Aconteceu que quando olhava para dentro de mim fui interrompida.
Ele estava assustado: um adulto frágil e assustado. Sentou-se aos meus pés. Tentei voltar-me outra vez mas foi impossível: seu corpo de homem adulto e assustado disposto a arrancar minha indiferença, seus olhos que ainda não sei definir a cor - e talvez nunca precise definir - dispostos a arrancar minha segurança. Sim! Ao final gritei que só queria que me levassem pela mão, aonde fosse, que já não me importava nada, que éramos ridículos e que ele era o mais ridículo de todos. Respiramos. Eu, pelo menos, respirei. Tenho consciência de que tudo isso que estamos vivendo deixará de existir em breve.
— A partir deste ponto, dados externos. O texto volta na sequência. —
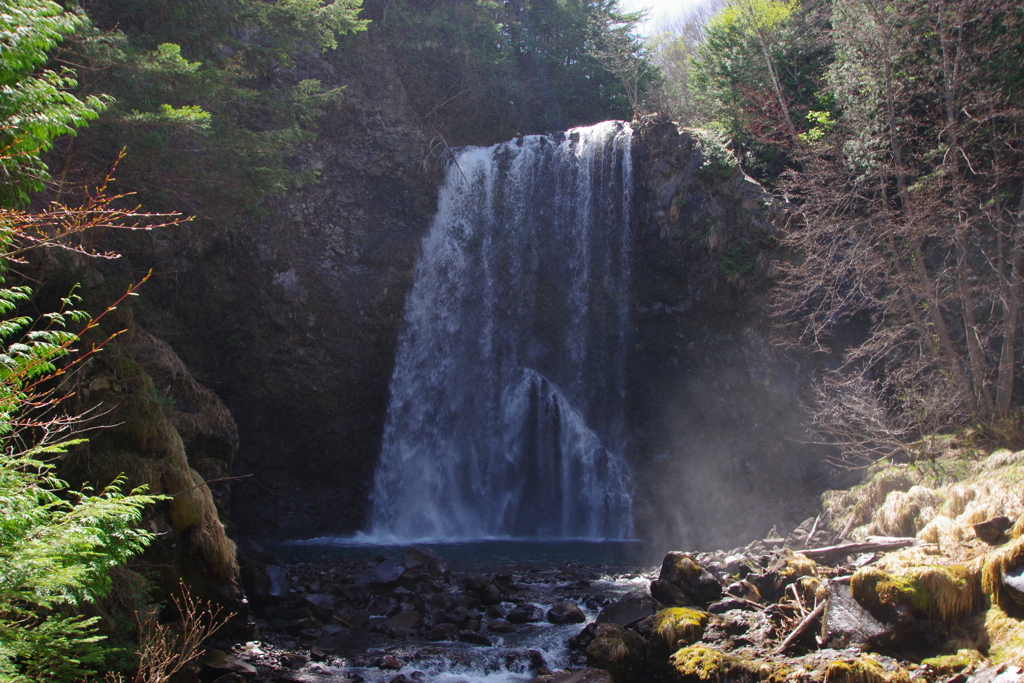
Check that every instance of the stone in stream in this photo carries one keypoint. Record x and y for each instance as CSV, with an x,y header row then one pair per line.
x,y
474,638
276,582
847,624
993,531
417,557
443,632
582,676
617,650
565,612
631,608
402,621
525,613
501,626
669,594
388,570
220,663
1013,584
686,573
Talvez tenha deixado de existir neste exato momento: sentado os meus pés com os olhos cuja cor não sei definir disse que sabia mentir. De aí parou-se e, pela primeira vez, me abraçou. Não pude sentir seu cheiro nem dizer que neste momento era absolutamente evidente que minha vida dependia unicamente dele. Lembrei de abandonar qualquer pergunta e me ocorreu uma intenção de adiar o silêncio. Eu gritaria, gritaria que era um martírio e que não era justo, que não podia, que não devíamos depender unicamente de outra pessoa para viver mas que naquele exato momento era tudo o que eu queria e era tudo o que eu precisava e sabia que ele também precisava imediatamente disso e que embora fossemos profundamente desconhecidos nunca tinha podido ver com tamanha transparência no meio da escuridão.
Outra vez não sei como encontrá-lo. Poderei viver milhares de séculos sem saber. Mas observem vocês: eu não aspirava nada e uma coisa assim de preciosa alvoroçou minha vida inteira. Tudo igual entre nós. Estou convencida de que olhar para dentro de mim não será, outra vez, possível.